William Francis Gray Swann (August 29, 1884 - January 29, 1962) was an English physicist.

== Education ==
He was educated at Brighton Technical College and the Royal College of Science, from which he obtained a B.Sc. in 1905. He worked as an assistant lecturer at the University of Sheffield while simultaneously pursuing a doctorate at University College London, from which he received a D.Sc. in 1910.

== Career ==
Swann left Sheffield in 1913, when he went to the United States to join the Carnegie Institute, becoming head of the Physical Division of the Department of Terrestrial Magnetism. He later became a professor at the University of Minnesota, then at the University of Chicago and Yale University, where he was appointed the director of the Yale University Sloane Laboratory. E. O. Lawrence, the 1939 Nobel Laureate in Physics, was one of Swann's graduate students at the University of Minnesota and followed his professor to Chicago and then New Haven.

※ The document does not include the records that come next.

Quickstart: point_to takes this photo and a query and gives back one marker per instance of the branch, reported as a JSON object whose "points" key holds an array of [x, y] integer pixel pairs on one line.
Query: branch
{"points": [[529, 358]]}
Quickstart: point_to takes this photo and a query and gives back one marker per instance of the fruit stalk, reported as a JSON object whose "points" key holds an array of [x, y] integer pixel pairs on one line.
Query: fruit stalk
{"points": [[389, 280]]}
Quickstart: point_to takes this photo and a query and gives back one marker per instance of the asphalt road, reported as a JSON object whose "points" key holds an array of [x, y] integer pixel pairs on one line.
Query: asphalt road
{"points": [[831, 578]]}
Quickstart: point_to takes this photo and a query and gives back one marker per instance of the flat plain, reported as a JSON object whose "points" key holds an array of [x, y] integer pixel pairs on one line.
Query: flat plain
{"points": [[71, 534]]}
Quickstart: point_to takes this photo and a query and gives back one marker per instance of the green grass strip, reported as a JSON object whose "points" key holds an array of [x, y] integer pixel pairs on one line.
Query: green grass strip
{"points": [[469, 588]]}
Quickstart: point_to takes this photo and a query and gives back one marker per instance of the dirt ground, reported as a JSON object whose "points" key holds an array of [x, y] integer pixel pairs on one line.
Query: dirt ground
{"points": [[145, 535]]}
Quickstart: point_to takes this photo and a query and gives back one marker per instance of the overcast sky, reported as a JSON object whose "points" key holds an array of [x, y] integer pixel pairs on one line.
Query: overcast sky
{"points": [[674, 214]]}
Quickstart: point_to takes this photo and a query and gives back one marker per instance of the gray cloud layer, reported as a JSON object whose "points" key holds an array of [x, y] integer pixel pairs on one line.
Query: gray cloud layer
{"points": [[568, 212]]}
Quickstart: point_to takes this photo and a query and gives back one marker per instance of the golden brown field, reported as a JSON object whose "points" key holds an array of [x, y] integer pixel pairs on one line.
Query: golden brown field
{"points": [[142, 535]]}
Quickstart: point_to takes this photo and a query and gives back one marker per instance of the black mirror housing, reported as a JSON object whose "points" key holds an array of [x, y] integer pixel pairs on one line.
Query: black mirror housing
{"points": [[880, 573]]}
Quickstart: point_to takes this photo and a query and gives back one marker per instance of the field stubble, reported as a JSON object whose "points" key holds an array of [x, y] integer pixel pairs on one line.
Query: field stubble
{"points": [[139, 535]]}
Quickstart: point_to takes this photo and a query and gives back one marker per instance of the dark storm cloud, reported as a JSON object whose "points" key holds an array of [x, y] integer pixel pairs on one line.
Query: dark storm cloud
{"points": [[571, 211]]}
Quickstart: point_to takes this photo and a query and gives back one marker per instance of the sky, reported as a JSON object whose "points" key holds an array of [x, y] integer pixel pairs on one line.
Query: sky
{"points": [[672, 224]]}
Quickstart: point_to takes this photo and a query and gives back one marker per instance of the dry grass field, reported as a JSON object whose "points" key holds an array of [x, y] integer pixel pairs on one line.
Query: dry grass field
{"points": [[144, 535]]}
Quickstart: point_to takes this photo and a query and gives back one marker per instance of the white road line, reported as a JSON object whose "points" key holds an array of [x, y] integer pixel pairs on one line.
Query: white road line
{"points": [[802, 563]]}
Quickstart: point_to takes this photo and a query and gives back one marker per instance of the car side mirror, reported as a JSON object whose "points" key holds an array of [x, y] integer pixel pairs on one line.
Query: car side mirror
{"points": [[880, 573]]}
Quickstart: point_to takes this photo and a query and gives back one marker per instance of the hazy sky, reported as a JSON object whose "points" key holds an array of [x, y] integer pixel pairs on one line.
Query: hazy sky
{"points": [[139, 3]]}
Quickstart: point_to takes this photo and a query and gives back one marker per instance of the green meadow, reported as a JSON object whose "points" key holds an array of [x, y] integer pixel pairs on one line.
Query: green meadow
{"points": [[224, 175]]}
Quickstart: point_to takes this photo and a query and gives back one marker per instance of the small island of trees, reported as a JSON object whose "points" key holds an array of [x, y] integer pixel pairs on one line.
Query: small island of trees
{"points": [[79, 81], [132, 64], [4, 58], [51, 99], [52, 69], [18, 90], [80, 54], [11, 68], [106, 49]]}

In 1924, Swann was an Invited Speaker of the International Congress of Mathematicians in Toronto. In 1927, at the age of 43, he became the first director of the Bartol Research Foundation of the Franklin Institute. Among his first acts as director was to arrange a contract to locate the foundation at Swarthmore College, which is fairly close to Philadelphia. He continued as director of the foundation until his retirement in 1959, when he was replaced by Martin A. Pomerantz.

He is particularly noted for his research into cosmic rays, high-energy particle physics and Quantum mechanics. He produced over 250 publications, including his influential, popular book The Architecture of the Universe in 1934.

Joseph Valasek, one of his graduate students at the University of Minnesota, discovered hysteretic charge-voltage behavior in Rochelle salt, which led to the establishment of ferroelectricity as a field of study.

== Recognition ==
Swann was awarded the Elliott Cresson Gold Medal by the Franklin Institute in 1960. Swann has a crater on the Moon named after him (Swann crater) as well as a Glacier in Antarctica (Swann Glacier) Swann was Nominated for the Nobel Prize in Physics in 1951, 1952 and 1953 by Victor Francis Hess.

== Other interests ==
In addition to being a physicist, Swann was also an accomplished cellist, having studied under Diran Alexanian, a collaborator of Pablo Casals. Swann founded the Swarthmore Symphony Orchestra. He was also the president of the American Physical Society from 1931 to 1933, and was a member of the American Philosophical Society. He retired in 1959.

== Death ==
W..F.G. Swann died in 1962 in Swarthmore, Pennsylvania. He is buried at Chebeague Island Cemetery on Chebeague Island, Maine.